The Commissioner’s appeal to the High Court in the case of Thomas v FCT  FCA 968 was heard on 10 and 11 April 2018.
While the High Court has reserved its decision, the transcript reflects the complicated and yet strained interaction between trust and tax law.
The case involved the purported streaming of franking credits in a manner that was different to that which the net income of the trust was resolved to be distributed. That is, in the relevant years:
approximately 90% of the franking credits and foreign income, and 1% of the remaining net income of the trust was purportedly distributed to an individual beneficiary and the balance of the net income of the trust was purportedly distributed to a corporate beneficiary.
This strategy resulted in the corporate beneficiary having a nil tax liability, and the individual beneficiary receiving cash refunds from the franking credits allocated to him.

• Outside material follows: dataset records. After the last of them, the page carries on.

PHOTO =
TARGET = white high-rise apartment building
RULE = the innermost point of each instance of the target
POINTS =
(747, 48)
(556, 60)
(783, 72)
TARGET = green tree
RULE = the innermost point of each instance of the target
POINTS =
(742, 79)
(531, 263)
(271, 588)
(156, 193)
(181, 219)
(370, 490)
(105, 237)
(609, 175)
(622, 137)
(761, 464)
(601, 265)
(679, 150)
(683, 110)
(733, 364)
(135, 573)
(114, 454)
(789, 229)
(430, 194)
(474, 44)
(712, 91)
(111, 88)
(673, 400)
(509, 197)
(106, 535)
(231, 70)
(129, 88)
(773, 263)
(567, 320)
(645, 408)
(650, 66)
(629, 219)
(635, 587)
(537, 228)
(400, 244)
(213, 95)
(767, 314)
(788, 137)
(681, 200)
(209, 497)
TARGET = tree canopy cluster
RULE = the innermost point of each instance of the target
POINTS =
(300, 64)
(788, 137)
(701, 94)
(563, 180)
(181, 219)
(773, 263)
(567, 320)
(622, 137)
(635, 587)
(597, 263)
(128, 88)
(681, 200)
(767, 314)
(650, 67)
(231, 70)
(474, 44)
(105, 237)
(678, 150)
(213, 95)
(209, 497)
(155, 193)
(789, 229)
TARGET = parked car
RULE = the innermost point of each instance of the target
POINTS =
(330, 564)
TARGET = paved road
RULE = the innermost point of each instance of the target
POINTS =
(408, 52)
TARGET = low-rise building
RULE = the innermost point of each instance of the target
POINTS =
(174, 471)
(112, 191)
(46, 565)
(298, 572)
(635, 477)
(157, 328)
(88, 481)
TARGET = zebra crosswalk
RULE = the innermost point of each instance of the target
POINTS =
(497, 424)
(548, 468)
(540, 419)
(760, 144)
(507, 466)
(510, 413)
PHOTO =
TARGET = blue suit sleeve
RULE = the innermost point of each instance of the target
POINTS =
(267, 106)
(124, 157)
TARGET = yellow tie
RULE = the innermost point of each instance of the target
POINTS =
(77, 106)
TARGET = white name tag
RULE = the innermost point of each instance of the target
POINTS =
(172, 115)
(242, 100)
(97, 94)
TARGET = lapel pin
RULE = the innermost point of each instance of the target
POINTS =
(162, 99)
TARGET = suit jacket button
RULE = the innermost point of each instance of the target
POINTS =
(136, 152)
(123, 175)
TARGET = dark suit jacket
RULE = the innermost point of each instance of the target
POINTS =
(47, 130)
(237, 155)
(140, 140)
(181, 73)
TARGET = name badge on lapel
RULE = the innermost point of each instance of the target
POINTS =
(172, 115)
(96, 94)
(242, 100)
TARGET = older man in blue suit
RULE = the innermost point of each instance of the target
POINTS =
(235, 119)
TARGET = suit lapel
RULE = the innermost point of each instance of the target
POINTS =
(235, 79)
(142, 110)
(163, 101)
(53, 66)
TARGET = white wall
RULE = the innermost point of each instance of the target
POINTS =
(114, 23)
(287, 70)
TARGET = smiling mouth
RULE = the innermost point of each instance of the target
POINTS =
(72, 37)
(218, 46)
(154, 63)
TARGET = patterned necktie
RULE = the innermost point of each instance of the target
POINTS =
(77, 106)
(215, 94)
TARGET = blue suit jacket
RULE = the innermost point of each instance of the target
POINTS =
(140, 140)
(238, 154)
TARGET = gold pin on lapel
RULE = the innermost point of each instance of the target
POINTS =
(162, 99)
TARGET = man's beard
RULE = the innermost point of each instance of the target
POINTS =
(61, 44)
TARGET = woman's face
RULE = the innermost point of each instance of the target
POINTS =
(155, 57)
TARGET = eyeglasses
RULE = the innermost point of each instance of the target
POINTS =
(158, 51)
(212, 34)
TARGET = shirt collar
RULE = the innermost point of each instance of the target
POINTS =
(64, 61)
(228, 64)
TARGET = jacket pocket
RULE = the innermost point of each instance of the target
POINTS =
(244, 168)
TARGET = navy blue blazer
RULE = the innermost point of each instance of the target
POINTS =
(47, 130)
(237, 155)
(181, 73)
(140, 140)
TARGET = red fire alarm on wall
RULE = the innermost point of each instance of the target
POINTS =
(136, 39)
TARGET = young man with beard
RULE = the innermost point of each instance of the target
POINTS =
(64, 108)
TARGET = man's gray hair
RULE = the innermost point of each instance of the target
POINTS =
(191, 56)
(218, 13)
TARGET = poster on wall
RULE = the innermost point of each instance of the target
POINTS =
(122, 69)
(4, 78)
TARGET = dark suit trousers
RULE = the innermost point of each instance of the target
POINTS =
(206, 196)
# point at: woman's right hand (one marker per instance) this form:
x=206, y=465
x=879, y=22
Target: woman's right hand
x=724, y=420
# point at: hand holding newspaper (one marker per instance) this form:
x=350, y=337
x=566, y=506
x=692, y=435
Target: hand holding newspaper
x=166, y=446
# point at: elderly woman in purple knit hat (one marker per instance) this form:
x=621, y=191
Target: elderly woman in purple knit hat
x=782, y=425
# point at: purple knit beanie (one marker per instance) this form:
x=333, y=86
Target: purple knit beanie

In the Supreme Court of Queensland (Thomas Nominees Pty Ltd ACN 010 049 788 v Thomas & Anor  QSC 417), the Taxpayer successfully obtained a declaration that franking credits could form part of the income of a trust estate. It was on this basis that the Taxpayer was able to differentially stream franking credits.
The Commissioner successfully appealed the Supreme Court of Queensland decision in the Federal Court (Thomas v FCT FCA 968). Broadly, Justice Greenwood found that:
neither the Commissioner nor the Federal Court was bound by the orders made by the Supreme Court of Queensland and a discretionary trust could not distribute franking credits differently from the manner in which the net income of the trust was distributed.
In the Full Federal Court (Thomas v FCT  FCAFC 57), the Taxpayer succeeded in his appeal and the matter was remitted to the Commissioner for reassessment.
While the Full Federal Court found it difficult to embrace the interpretation made by the Supreme Court of Queensland of the relevant distribution resolutions, it ultimately found that the Supreme Court of Queensland orders were binding on the Commissioner to the extent they determined the rights of the beneficiaries and trustee.
In the High Court transcript, Justice Gleeson notes that the trust deed did not purport to treat franking credits as a species of income, but that this is one of the areas where the proceedings in the Supreme Court of Queensland went wrong – “…the notion that the deed authorised the treatment of franking credits as a species of income is not only wrong under Division 207 but it is wrong even on the deed itself.”